Ольга. Запретный дневник (Берггольц) - страница 103

И в то мгновение я увидела его веки: темные, темно-коричневые, в частых, выпуклых, вдоль идущих, набегающих друг на друга желтых морщинах, с черной полоской под глазным яблоком, усталые, страшные веки смертельно уставшего человека. Несчастного, несчастливого человека. Не кутилы, не развратника, не горнового рабочего, не бессонного художника или поэта.

Нет, таких век не могло быть ни у кутилы, ни у фанатика, ни у развратника, ни у бессонного поэта.

Усталый человек, усталые, коричневые, в мелкую продольную желтую складочку веки… Да ведь он устал… устал этот человек… Потому что он — тоже человек… (как с немцами). Это мгновенное видение век прошло сквозь сознание сквозным, но не колющим, а тупым прободающим ударом, но не задержалось в сердце, в сознании… Я как будто бы отложила его. «Потом, — сказала я себе, — потом…» С чего ты устал, так твою…

— Ну так как же, значит, у вас в камере вы врагов народа не обнаружили?

Мы вновь были не людьми, а следователем и подследственной, но то, что хоть на миг блеснуло между нами…

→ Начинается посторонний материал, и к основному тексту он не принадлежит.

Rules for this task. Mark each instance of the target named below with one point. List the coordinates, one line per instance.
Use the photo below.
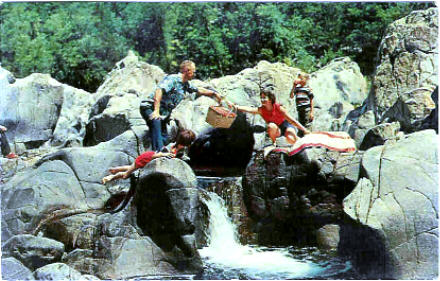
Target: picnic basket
(220, 117)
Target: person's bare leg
(291, 136)
(112, 177)
(128, 170)
(118, 169)
(273, 131)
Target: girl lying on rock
(184, 139)
(279, 122)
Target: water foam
(224, 249)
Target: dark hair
(270, 93)
(185, 137)
(185, 64)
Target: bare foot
(106, 179)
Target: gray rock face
(128, 258)
(231, 190)
(327, 236)
(398, 197)
(57, 271)
(379, 134)
(169, 210)
(290, 198)
(12, 269)
(49, 110)
(69, 179)
(39, 98)
(116, 105)
(408, 70)
(33, 251)
(338, 88)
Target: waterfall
(225, 251)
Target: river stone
(230, 189)
(84, 261)
(129, 258)
(78, 231)
(175, 173)
(408, 70)
(327, 236)
(188, 211)
(338, 88)
(33, 251)
(168, 211)
(12, 269)
(361, 125)
(57, 271)
(398, 197)
(116, 106)
(39, 189)
(70, 129)
(379, 134)
(40, 99)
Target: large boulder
(408, 71)
(339, 87)
(128, 258)
(32, 251)
(397, 197)
(12, 269)
(35, 193)
(116, 105)
(57, 271)
(38, 108)
(169, 210)
(290, 198)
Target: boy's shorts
(283, 127)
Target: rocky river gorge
(228, 212)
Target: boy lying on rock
(184, 139)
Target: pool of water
(273, 263)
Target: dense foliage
(79, 42)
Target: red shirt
(274, 116)
(146, 157)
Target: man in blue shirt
(157, 108)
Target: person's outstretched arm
(210, 93)
(157, 99)
(249, 109)
(292, 120)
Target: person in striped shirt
(303, 95)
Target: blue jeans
(4, 144)
(157, 128)
(157, 133)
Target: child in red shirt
(184, 139)
(304, 99)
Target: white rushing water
(224, 250)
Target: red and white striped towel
(337, 141)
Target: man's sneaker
(11, 156)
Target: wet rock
(169, 211)
(230, 189)
(379, 134)
(397, 197)
(128, 258)
(12, 269)
(33, 251)
(327, 236)
(42, 190)
(78, 231)
(57, 271)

А глаза у Вани были как голубые игрушечные блюдечки, глаза как будто без век и ресниц. Этакие вылупленные круглые глаза. И вот они опять стали такими… Сколько раз он наклонялся к моему «делу», и я смотрела на него, иногда с любопытством, иногда с ненавистью, такой, что мне казалось, — вот он сейчас услышит ее пропущенный сквозь зубы стон-стенание. И только сегодня я заметила эти огромные, темные, складчатые усталые веки — веки усталости, веки опустошенности.

Не потому ли это случилось, что мы первый раз по-человечески взглянули друг другу в глаза?..

— А если я дам вам с ней очную ставку?

— Прошу вас. «Хоть в рожу ей плюну». Выдать Пушкина! Выдать секрет двух букв…

Размышления. «Он устал…» А от чего, ё. т. м., устал!

А почему он терпит! Почему он делает все это…

* * *

МОИ ДАТЫ:

7/XI-37

Меня выгнали из демонстрации.

Ничего. Я не сержусь на вас. Я еще напишу о вас такое, что вы будете плакать над этим. Парикмахер, который стрижет меня сейчас, когда-нибудь будет гордиться этим.

Затем — блокада. И вот я на «Электросиле» — веду кружок, и <неразб.> они просят у меня прощения за то, что они выбросили из демонстрации.

И они плачут над моими стихами, — я пишу о них, о знамени, стоявшем в завкоме:

«Умрем, но не отдадим Красный Питер».


7/XI-48

На Дворцовой, участвую в радиопередаче о демонстрации, «веду» Московский район и Невскую заставу, НКВД и МГБ дают мне «карт-бланш». Отец в эти часы умирает, прижимая наушники: «Ляльку послушаю… о За-Невской говорит…» Так я и не узнала, слышал ли он меня.